Statistical Analysis
Descriptive statistics are used to summarize data stratified by disease severity. Fisher's exact test was used to evaluate differences among the groups for CE on FLAIR-MRI and HL.
Results
Patient Demographics
Fifty-seven patients (31 NOMID, 11 NOMID/MWS, 9 MWS, and 6 FCAS) diagnosed with CAPS participated. The average age (range) in years was 14 (1–52), 18 (2–47), 15 (1–50), and 47 (15–69) for NOMID, NOMID/MWS, MWS, and FCAS, respectively.
Clinical Findings
Table 2 summarizes the clinical features of the 4 CAPS groups. Rash and conjunctivitis were the most common characteristics among the groups. Increased intracranial pressure, papilledema, and aseptic meningitis were common in NOMID and NOMID/MWS. Papilledema was not observed in any patients with FCAS.
Table 2.
NOMID | NOMID/MWS | MWS | FCAS | |
---|---|---|---|---|
Rash | 30/31 (97) | 10/11 (91) | 9/9 (100) | 6/6 (100) |
Fever | 29/31 (94) | 7/10 (70) | 8/9 (89) | 4/6 (67) |
Conjunctivitis | 29/31 (94) | 10/11 (91) | 8/9 (89) | 6/6 (100) |
Papilledemaa | 26/31 (84) | 9/11 (82) | 2/6 (33) | 0/6 (0) |
Joint swelling/pain | 28/31 (90) | 8/11 (73) | 7/9 (78) | 6/6 (100) |
Seizure | 8/30 (27) | 1/11 (9) | 0/9 (0) | 0/6 (0) |
Increased ICP | 22/28 (79) | 9/11 (82) | 3/4 (75) | NR |
Aseptic meningitis | 19/29 (66) | 11/11 (100) | 0/5 (0) | NR |
Abbreviations: FCAS, familial cold autoinflammatory syndrome; ICP,intra-cerebral pressure; MWS, Muckle-Wells syndrome; NOMID, neonatal onset multisystem inflammatory disease; NR, not recorded.

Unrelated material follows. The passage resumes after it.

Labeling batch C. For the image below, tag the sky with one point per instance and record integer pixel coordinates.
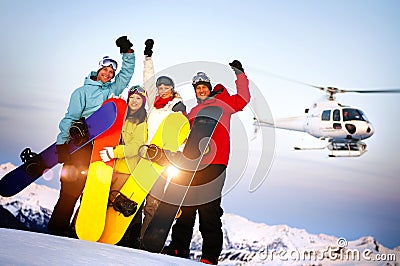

Papilledema present at the time of initial NIH examination.
Otolaryngologic Findings
A history of cervical lymphadenopathy or palpable lymphadenopathy was present in 14 (45%) NOMID, 6 (55%) NOMID/MWS, and 5 (56%) MWS patients. A high arched palate was noted in 16 (52%) NOMID, 4 (37%) NOMID/MWS, and 1 (11%) MWS patients. Lymphadenopathy and high arched palates were not present in patients with FCAS. MEE was present in 9 NOMID and 1 NOMID/MWS ears, and a tympanostomy tube was present in 3 NOMID ears.
Audiometric Findings
Mean air conduction (AC) and bone conduction (BC) thresholds are presented for each group in Figures 1 and 2, respectively. Hearing loss degree and type are presented for each group in Table 3. Because of patients' young age and cognitive delay, we were unable to obtain complete air- and bone-conduction data on every patient in order to assign type and degree of HL, as defined in Table 1. Sufficient data to calculate the type and degree of HL were obtained for 38 (61%) NOMID, 14 (64%) NOMID/MWS, 12 (67%) MWS, and 12 (100%) FCAS ears.
Table 3.
NOMID (n = 38) | NOMID/MWS (n = 14) | MWS (n = 12) | FCAS (n = 12) | |
---|---|---|---|---|
Typea | ||||
Normal | 6 (16) | 2 (14) | 8 (67) | 9 (75) |
CHL | 4 (11) | 0 (0) | 0 (0) | 0 (0) |
MHL | 5 (13) | 2 (14) | 0 (0) | 0 (0) |
SNHL | 23 (61) | 10 (71) | 4 (33) | 3 (25) |
Degreeb | ||||
Normal | 9 (24) | 2 (14) | 8 (67) | 9 (75) |
Mild | 7 (18) | 3 (21) | 0 (0) | 3 (25) |
Moderate | 15 (39) | 8 (57) | 4 (33) | 0 (0) |
Severe | 4 (11) | 0 (0) | 0 (0) | 0 (0) |
Profound | 3 (8) | 1 (7) | 0 (0) | 0 (0) |
Abbreviations: CHL, conductive hearing loss; FCAS, familial cold autoinflammatory syndrome; MHL mixed hearing loss; MWS, Muckle-Wells syndrome; NOMID, neonatal-onset multisystem inflammatory disease; SNHL, sensorineural hearing loss.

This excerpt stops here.